Classified documents reveal how, for years, Israel’s internal security service meddled in Arab society’s education system, firing teachers deemed ‘threats’ and employing Shin Bet agents in the Education Ministry.
It has long been known that the Shin Bet, Israel’s shadowy internal security service, has been involved in surveillance over the country’s Arab population. Since the very first days of the state, the service monitored Arab political organizations; surveiled nationalist or communist activity viewed as subversive; and enlisted collaborators to ensure maximum control with minimum effort.

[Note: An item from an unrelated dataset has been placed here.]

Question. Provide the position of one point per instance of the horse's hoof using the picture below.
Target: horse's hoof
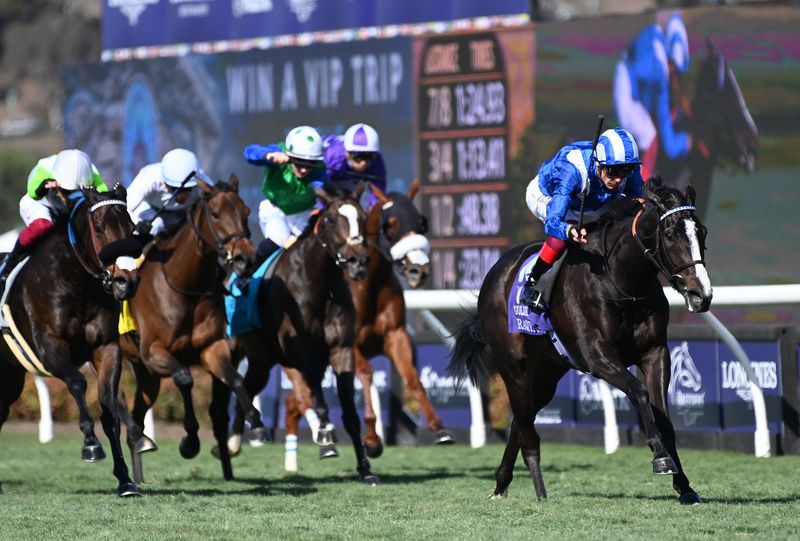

Following the 1948 War, the Israeli government granted citizenship to the Palestinians who remained in the boundaries of the nascent state; but the state also imposed martial law on the Arab population, subjecting them to the authority of a military governor. Under military rule, Palestinian citizens grew fearful of the Shin Bet, which often resorted to sabotage and torture to root out those viewed as threatening to the state. While military rule was officially abolished in 1966, the Shin Bet continued to monitor and interfere in the lives of Israel’s Arabs — most nefariously, in its state-run education system.
The Shin Bet’s meddling in the education system was an open secret for years, but it was at a top-secret April 1978 meeting between agents and senior members of the Education Ministry that institutionalized its furtive presence, more than a decade after the end of military rule. Highly classified documents from that meeting, uncovered by Yedioth Ahronoth, provide insight into how the Shin Bet maintained its grip on education of Arab children.
According to the documents, the Shin Bet sought to formalize its power to remove teachers and principles deemed “hostile”; to deny tenure to others; and to ensure the Education and Culture Ministry’s Arab Education Department (the education and culture ministries were later split into separate ministries) would employ a Shin Bet agent to coordinate the service’s activities.
Yedioth Ahronoth obtained documents revealing that the Shin Bet barred highly qualified pedagogues from obtaining employment, often ensuring they could no longer work as teachers or principals due to their political beliefs as expressed in the classroom, or because they had relatives associated with political activities. The educators were never formally told the reason for their dismissal. Awed Abdelfatah Hussein, who worked as an English teacher in an Arab village in northern Israel, was fired without notice and replaced with someone who lacked any credentials to teach English.